I noticed Louis Theroux’s new documentary on the BBC’s main page under their little iPlayer heading. Firstly, I wonder why this one didn’t get the publicity that the earlier episodes of this series received. Or is it just that I’m not as clued up on TV’s goings on since I lost my access to digital TV and it’s EPG.
Anyway, I’m always happy to see a new Louis Theroux, I find his films both fascinating and horrifying.
This particular film opens with a child pointing a rifle at a warthog. Louis watches on nervously as the child fires killing the animal. We then see her smiling and posing with the corpse.
Louis is spending time with an array of ‘farmers’ in South Africa who raise (what us Brits would consider) exotic animals for (mostly American) people to ‘hunt’ in fenced off parts of land. As they are paid by the animal, the ‘farmer’ is forced to make the ‘hunt’ as easy as possible. This is usually achieved by placing the hide next to a watering hole, preferably with some food near.
The hunters we see along the way are exclusively American. They talk excitedly about how much they want to shoot a Rhino or an Elephant or a Lion. There is no emotion there. They standing laughing and drinking whilst their children laugh and play among half a dozen dead animals being skinned and dismembered.

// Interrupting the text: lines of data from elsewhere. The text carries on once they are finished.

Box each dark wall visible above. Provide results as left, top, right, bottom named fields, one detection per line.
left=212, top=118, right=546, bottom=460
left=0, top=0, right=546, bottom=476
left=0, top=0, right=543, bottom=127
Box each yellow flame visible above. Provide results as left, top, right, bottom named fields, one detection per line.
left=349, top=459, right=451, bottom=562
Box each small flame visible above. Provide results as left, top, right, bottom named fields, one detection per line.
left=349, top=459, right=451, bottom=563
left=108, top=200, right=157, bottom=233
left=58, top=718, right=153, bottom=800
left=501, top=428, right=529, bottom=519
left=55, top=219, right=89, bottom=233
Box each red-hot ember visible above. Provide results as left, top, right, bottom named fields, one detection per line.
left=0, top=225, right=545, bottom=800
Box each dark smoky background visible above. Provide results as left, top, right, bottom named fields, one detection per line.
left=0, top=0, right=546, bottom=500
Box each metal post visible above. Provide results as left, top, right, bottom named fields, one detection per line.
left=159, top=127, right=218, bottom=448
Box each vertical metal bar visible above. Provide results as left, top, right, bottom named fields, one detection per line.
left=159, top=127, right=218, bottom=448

This is their idea of a holiday in Africa. This is how they interact with the continents stunning animals. Some people go on safari, these people go hunting endangered species.
One moment that worried me above all was when we find ourselves watching Louis pointing a crossbow at a warthog. He takes the safety catch off and you genuinely think he is going to shoot. Thankfully he backs out.
We meet some odd people along the way. One farmer is particularly fond of his giraffes. He forbids anyone from hunting them. There is also a real sense of sadness when he realises that one of his animals may have been shot and not killed – only injured and in pain. I don’t think he will be in the business for much longer.